Firstly, we load these packages.
library(twitteR)
library(tidytext)
library(dplyr)
library(tm)
library(SnowballC)
Firstly you want to set you working directory. To run the code yourself, you need to change mine working directory to yours.
workingDir <- "C:/Users/gxw12/Desktop/Scripts/UTS/STDS/Assignments"
setwd(workingDir)
For demostration purposes, we are going to retrieve some tweets as the sample data from the user timeline of @rdatammining. At the end we will build a search engine to search through these sample tweets and bring back the top ten tweets that are most similar to our query term.
url <- "http://www.rdatamining.com/data/rdmTweets-201306.RData"
download.file(url, destfile = "rdmTweets-201306.RData")
After runing these two line, you should see a .RData file saved in your appointed directory.
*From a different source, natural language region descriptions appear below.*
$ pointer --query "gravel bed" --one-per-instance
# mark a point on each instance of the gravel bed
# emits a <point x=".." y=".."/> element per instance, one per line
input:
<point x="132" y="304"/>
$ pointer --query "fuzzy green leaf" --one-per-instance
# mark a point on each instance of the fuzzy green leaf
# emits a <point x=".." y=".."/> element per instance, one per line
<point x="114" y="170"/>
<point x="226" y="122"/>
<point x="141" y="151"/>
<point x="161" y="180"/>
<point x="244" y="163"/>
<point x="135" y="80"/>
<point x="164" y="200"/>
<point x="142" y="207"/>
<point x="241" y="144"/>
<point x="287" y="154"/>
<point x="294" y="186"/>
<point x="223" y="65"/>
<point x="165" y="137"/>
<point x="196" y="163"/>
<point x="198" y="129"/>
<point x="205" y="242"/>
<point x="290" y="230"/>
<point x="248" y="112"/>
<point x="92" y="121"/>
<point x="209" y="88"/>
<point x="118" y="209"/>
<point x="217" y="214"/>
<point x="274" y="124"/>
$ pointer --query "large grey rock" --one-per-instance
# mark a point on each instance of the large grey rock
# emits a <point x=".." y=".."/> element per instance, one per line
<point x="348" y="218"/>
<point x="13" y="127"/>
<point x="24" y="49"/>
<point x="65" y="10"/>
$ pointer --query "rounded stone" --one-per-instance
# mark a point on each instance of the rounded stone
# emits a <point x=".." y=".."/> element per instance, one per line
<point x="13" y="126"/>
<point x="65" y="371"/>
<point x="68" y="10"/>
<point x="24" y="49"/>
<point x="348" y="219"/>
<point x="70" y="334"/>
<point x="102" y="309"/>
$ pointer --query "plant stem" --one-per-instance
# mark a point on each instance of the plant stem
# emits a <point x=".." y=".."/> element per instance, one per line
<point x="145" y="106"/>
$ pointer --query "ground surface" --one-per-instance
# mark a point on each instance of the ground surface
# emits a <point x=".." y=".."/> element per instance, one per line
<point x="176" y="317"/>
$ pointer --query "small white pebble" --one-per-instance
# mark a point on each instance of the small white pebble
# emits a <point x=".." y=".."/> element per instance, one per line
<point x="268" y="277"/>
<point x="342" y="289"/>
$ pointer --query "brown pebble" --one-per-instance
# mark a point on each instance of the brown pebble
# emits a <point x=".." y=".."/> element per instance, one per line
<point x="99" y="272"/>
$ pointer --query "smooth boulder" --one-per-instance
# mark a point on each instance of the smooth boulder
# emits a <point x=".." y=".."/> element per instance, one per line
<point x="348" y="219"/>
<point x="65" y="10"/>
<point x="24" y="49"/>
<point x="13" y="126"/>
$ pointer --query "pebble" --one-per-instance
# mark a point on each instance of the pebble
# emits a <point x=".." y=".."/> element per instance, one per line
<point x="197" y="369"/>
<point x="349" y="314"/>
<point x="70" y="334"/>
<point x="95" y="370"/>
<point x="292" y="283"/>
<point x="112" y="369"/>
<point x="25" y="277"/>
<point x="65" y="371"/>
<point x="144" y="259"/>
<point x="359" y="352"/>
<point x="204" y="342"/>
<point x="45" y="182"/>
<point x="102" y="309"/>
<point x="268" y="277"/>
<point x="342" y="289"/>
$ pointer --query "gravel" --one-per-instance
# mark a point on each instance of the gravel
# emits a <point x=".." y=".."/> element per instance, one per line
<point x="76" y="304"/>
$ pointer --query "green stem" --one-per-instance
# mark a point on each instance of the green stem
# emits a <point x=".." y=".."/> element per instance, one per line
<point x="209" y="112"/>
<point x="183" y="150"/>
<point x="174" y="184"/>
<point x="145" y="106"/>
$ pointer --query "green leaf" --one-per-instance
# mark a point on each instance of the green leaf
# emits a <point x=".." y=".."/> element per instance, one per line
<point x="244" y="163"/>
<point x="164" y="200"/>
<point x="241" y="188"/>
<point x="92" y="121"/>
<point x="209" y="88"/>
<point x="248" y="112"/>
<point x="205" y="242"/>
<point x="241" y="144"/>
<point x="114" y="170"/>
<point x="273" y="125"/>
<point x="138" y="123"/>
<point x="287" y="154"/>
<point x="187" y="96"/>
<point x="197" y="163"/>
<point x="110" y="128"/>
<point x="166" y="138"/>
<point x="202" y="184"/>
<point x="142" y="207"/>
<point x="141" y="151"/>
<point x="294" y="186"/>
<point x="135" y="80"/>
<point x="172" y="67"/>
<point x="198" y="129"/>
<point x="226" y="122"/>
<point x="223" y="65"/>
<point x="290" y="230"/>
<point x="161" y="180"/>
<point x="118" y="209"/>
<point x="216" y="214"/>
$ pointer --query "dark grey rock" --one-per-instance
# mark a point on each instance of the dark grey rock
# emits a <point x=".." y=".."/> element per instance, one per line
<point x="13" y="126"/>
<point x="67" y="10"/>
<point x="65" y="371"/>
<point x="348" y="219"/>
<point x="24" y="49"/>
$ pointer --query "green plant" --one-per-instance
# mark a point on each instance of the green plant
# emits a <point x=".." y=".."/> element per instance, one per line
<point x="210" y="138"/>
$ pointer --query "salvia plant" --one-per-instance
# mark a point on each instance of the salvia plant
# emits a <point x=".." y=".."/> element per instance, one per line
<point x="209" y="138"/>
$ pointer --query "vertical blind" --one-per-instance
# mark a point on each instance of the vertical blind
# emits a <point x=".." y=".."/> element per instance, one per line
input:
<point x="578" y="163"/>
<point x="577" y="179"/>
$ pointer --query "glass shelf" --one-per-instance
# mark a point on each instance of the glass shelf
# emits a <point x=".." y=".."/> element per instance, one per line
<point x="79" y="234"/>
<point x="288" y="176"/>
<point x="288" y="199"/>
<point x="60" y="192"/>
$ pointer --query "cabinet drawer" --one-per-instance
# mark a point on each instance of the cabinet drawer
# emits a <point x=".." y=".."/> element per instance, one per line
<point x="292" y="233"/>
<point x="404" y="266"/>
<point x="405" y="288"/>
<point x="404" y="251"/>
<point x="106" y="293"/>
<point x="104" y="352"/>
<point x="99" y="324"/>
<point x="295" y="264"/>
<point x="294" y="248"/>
Load the data into R and convert it as a data frame object
load(file = "rdmTweets-201306.RData")
tweets <- twListToDF(tweets)
And we can inspect the sample dataset
str(tweets)
## 'data.frame': 320 obs. of 14 variables:
## $ text : chr "Examples on calling Java code from R \nhttp://t.co/Yg1AivsO1R" "Simulating Map-Reduce in R for Big Data Analysis Using Flights Data http://t.co/uIAh6PgvQv via @rbloggers" "Job opportunity: Senior Analyst - Big Data at Wesfarmers Industrial & Safety - Sydney Area, Australia #jobs http://t.co/gXo"| __truncated__ "CLAVIN: an open source software package for document geotagging and geoparsing http://t.co/gTGbTanKCI" ...
## $ favorited : logi FALSE FALSE FALSE FALSE FALSE FALSE ...
## $ replyToSN : chr NA NA NA NA ...
## $ created : POSIXct, format: "2013-06-19 08:40:45" "2013-06-18 21:11:07" ...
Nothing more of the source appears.